In reality, in order to choose a sensible prior we need to know more information about the type of process we are modelling. For instance, suppose that our data are the outcomes of $n$ tennis matches between two friends, Alex and Bob, where $Y_i = 1$ denotes a victory for Alex, and $Y_i = 0$ a victory for Bob. Suppose that Alex is 25 and healthy, whereas Bob is 52 and slightly overweight. Before the matches are played, you have some prior belief about $\theta$, the probability that Alex will win a game of tennis against Bob. The prior distribution reflects your personal beliefs: your prior may well look quite different to another person’s prior. In this example, we might suppose $\theta \sim \text{beta}(3, 2)$. If we then observe two matches, both won by Bob ($s = 0$, $f = 2$), the posterior distribution will be $\theta|\bm Y \sim \text{beta}(3, 4)$. In this case, the smaller values of $\theta$ are given a higher probability in the posterior than in the prior, because of the what we have learnt from the data:

curve(dbeta(x, 3, 4), 0, 1, ylab = "pi(theta)", xlab = "theta")
curve(dbeta(x, 3, 2), 0, 1, lty = 2, add = TRUE)
legend("topleft", lty = c(2, 1), c("Prior", "Posterior"))

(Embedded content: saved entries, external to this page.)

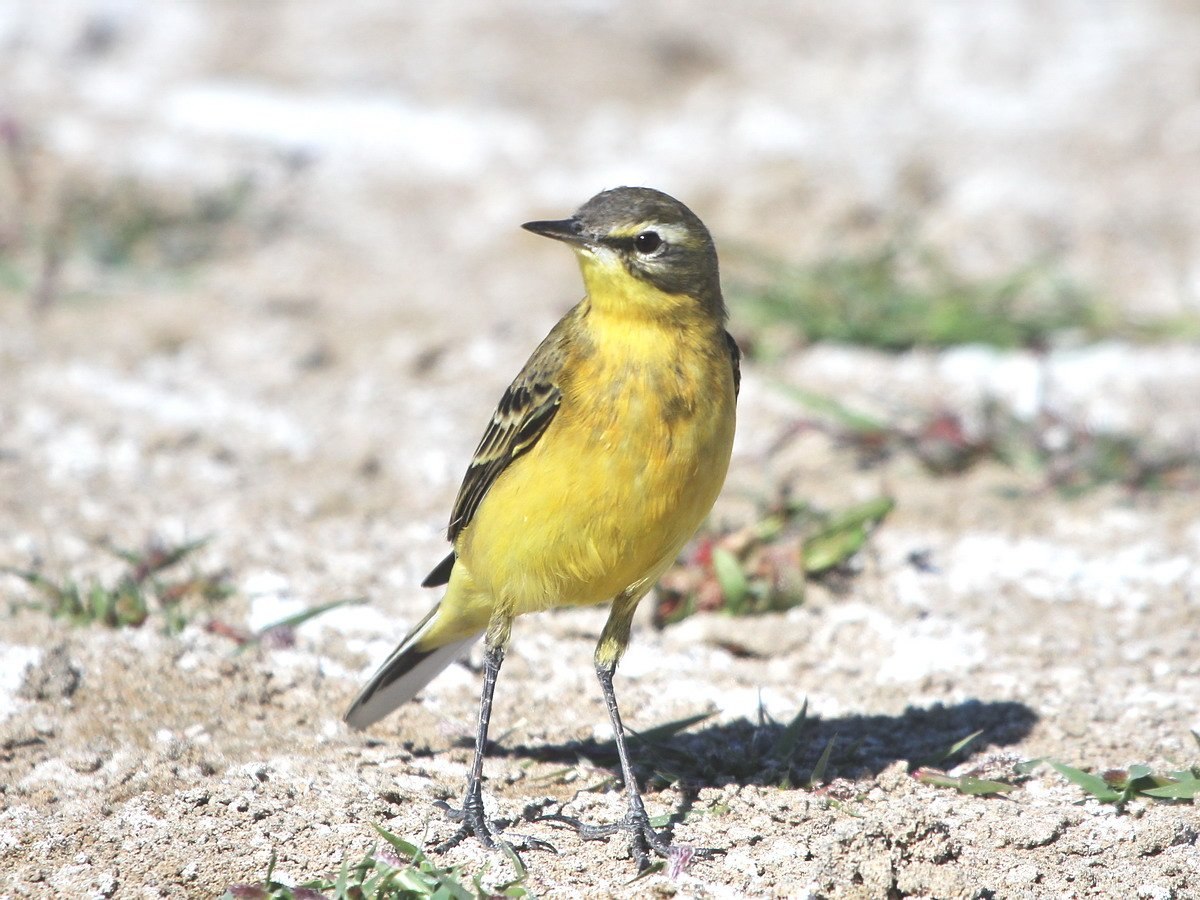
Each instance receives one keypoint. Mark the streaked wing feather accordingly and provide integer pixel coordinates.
(522, 415)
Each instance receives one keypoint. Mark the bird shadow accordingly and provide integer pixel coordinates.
(791, 754)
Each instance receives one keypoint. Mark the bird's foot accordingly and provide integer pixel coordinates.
(643, 839)
(474, 823)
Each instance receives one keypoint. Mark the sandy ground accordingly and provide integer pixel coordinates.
(306, 393)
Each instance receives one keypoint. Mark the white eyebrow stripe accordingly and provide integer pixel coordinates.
(670, 233)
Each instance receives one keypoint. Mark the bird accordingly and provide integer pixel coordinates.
(601, 460)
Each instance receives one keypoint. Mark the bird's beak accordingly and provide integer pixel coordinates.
(569, 231)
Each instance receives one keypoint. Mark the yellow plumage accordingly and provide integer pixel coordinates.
(615, 487)
(601, 460)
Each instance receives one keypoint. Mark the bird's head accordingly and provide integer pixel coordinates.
(630, 239)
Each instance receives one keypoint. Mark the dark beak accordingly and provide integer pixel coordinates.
(563, 229)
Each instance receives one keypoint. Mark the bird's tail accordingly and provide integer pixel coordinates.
(403, 673)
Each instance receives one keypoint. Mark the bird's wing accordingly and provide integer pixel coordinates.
(521, 418)
(736, 359)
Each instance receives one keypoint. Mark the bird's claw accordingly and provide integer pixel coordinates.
(475, 823)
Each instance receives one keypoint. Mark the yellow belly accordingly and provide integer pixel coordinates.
(609, 495)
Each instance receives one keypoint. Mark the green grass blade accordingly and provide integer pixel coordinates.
(1095, 785)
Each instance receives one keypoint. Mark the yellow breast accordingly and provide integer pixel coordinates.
(621, 479)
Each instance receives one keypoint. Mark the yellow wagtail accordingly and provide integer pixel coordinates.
(601, 460)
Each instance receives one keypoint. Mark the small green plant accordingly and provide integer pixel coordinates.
(762, 567)
(898, 295)
(1119, 786)
(1073, 457)
(148, 587)
(397, 871)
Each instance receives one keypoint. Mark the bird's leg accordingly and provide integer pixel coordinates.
(643, 839)
(474, 820)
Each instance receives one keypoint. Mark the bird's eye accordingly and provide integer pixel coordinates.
(647, 243)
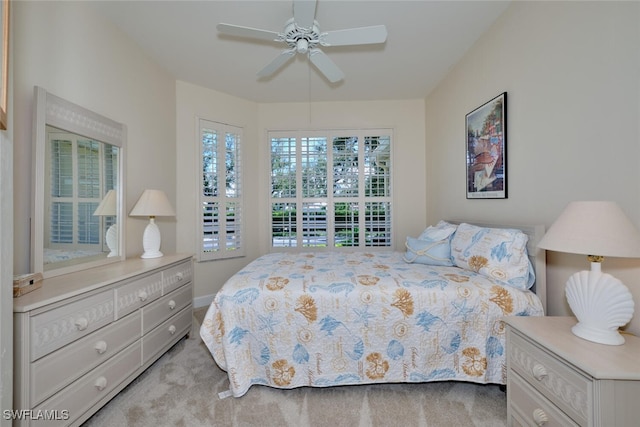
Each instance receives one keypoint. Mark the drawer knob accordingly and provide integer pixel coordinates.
(101, 347)
(82, 323)
(539, 372)
(540, 417)
(101, 383)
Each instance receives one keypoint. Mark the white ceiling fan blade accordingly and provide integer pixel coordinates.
(278, 62)
(353, 36)
(254, 33)
(325, 65)
(304, 12)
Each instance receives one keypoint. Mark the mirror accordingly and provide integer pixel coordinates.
(77, 217)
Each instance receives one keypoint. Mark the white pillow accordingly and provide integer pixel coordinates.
(432, 247)
(499, 253)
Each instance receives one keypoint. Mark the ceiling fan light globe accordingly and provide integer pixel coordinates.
(302, 45)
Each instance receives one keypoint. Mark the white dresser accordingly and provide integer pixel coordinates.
(555, 378)
(82, 337)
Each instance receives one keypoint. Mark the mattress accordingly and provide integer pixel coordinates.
(333, 318)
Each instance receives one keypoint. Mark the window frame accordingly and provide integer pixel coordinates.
(222, 200)
(298, 200)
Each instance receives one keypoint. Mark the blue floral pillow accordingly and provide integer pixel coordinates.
(498, 253)
(432, 247)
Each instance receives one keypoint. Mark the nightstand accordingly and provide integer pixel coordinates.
(555, 378)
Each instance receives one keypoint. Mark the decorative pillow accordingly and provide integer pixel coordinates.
(442, 230)
(432, 247)
(498, 253)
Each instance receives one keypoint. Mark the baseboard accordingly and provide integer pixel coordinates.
(203, 301)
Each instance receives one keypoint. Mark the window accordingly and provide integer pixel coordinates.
(331, 189)
(220, 201)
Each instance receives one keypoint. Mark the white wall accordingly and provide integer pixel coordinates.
(73, 53)
(571, 73)
(405, 117)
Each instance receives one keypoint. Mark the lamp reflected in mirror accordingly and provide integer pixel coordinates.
(107, 210)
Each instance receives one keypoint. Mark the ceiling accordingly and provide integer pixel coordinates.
(425, 39)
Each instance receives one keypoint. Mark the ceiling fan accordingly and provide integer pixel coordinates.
(302, 35)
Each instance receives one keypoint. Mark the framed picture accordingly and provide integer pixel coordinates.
(486, 130)
(4, 62)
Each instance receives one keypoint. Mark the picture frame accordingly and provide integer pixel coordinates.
(4, 64)
(486, 150)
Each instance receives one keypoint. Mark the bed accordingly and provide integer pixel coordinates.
(429, 313)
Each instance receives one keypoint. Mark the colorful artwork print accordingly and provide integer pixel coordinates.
(486, 130)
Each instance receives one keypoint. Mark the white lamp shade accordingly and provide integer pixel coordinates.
(153, 203)
(593, 228)
(600, 302)
(107, 206)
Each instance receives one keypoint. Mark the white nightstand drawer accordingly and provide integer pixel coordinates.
(88, 390)
(55, 328)
(530, 408)
(56, 370)
(160, 310)
(567, 388)
(177, 276)
(138, 293)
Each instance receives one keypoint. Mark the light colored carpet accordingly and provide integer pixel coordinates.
(181, 389)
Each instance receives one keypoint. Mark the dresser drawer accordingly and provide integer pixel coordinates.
(177, 276)
(160, 310)
(81, 395)
(138, 293)
(167, 334)
(530, 408)
(56, 370)
(567, 388)
(55, 328)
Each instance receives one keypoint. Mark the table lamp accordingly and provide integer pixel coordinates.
(152, 203)
(107, 207)
(600, 302)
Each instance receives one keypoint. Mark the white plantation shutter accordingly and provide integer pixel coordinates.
(77, 180)
(220, 202)
(331, 189)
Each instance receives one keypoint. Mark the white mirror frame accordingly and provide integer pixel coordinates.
(50, 110)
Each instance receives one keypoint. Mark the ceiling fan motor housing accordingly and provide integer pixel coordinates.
(299, 38)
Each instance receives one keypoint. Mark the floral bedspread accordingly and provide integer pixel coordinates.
(334, 318)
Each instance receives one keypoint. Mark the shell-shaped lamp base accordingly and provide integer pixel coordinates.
(601, 303)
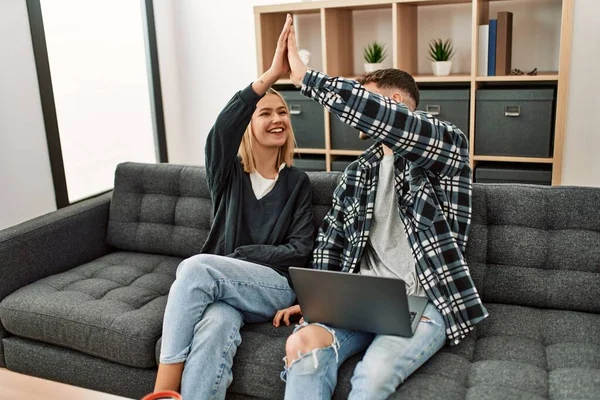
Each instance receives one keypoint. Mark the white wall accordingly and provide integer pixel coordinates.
(216, 56)
(581, 163)
(101, 92)
(169, 65)
(26, 189)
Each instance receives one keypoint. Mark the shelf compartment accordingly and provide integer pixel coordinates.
(310, 162)
(544, 77)
(508, 159)
(452, 78)
(535, 35)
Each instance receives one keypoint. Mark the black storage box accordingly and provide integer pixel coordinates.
(308, 120)
(492, 172)
(515, 122)
(451, 105)
(344, 137)
(309, 162)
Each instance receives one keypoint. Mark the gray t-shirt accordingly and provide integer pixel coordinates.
(387, 252)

12.3 The posterior predictive distribution

Suppose we wanted to predict the outcome of a new random variables $Y_{n+1}$, assumed to have the same distribution as $Y_1, \ldots, Y_n$.

If the $Y_i$ are discrete random variables, the posterior predictive distribution is \[P(Y_{n+1} = y | y_1, \ldots, y_n) = \int_\theta p(y; \theta) \pi(\theta | y_1, \ldots, y_n) d \theta. \]

Example 12.2 (Bernoulli) Continuing Example 12.1, with $Y_i \sim \text{Bernoulli}(\theta)$ and prior $\theta \sim \text{beta}(m_0, n_0)$, recall that $\theta|y_1, \ldots, y_n \sim \text{beta}(s + m_0, f + n_0),$ where $s = \sum_{i=1}^n y_i$ and $f = n - \sum_{i=1}^n y_i$. We have \[\pi(\theta|y_1, \ldots, y_n) = \frac{1}{B(s + m_0, f + n_0)} \theta^{s + m_0 - 1} (1 - \theta)^{f + n_0 - 1}, \quad 0 < \theta < 1,\] and \[p(y; \theta) = \theta^y (1 - \theta)^{1 - y}, \quad y \in \{0, 1\}.\] We have \[\begin{align*} P(Y_{n+1} = 1 | y_1 \ldots y_n) &= \int_0^1 \theta \frac{1}{B(s + m_0, f + n_0)} \theta^{s + m_0 - 1} (1 - \theta)^{f + n_0 - 1} d\theta \\ &= \frac{1}{B(s + m_0, f + n_0)} \int_0^1 \theta^{s + m_0} (1 - \theta)^{f + n_0 - 1} d \theta \\ &= \frac{B(s + m_0 + 1, f + n_0)}{B(s + m_0, f + n_0)} \int_0^1 h(\theta) d \theta \\ & \quad \quad \text{where $h(\theta)$ the $\text{beta}(s + m_0 + 1, f + n_0)$ pdf} \\ &= \frac{\Gamma(s + m_0 + 1) \Gamma(f + n_0)}{\Gamma(s + m_0 + 1 + f + n_0)} \cdot \frac{\Gamma(s + m_0 + f + n_0)}{\Gamma(s + m_0)\Gamma(f + n_0)} \cdot 1 \\ &= \frac{\Gamma(n + m_0 + n_0)}{\Gamma(n + m_0 + n_0 + 1)} \frac{\Gamma(s + m_0 + 1)}{\Gamma(s + m_0)} \\ &= \frac{s+m_0}{n + m_0 + n_0}. \end{align*}\] In our tennis match example, with $m_0 = 3$, $n_0 = 2$, after observing two matches both won by Bob ($s = 0$, $f = 2$), our predicted probability that Alex will win the next match is \[P(Y_3 = 1 | y_1, y_2) = \frac{0 + 3}{2 + 3 + 2}= \frac{3}{7}.\]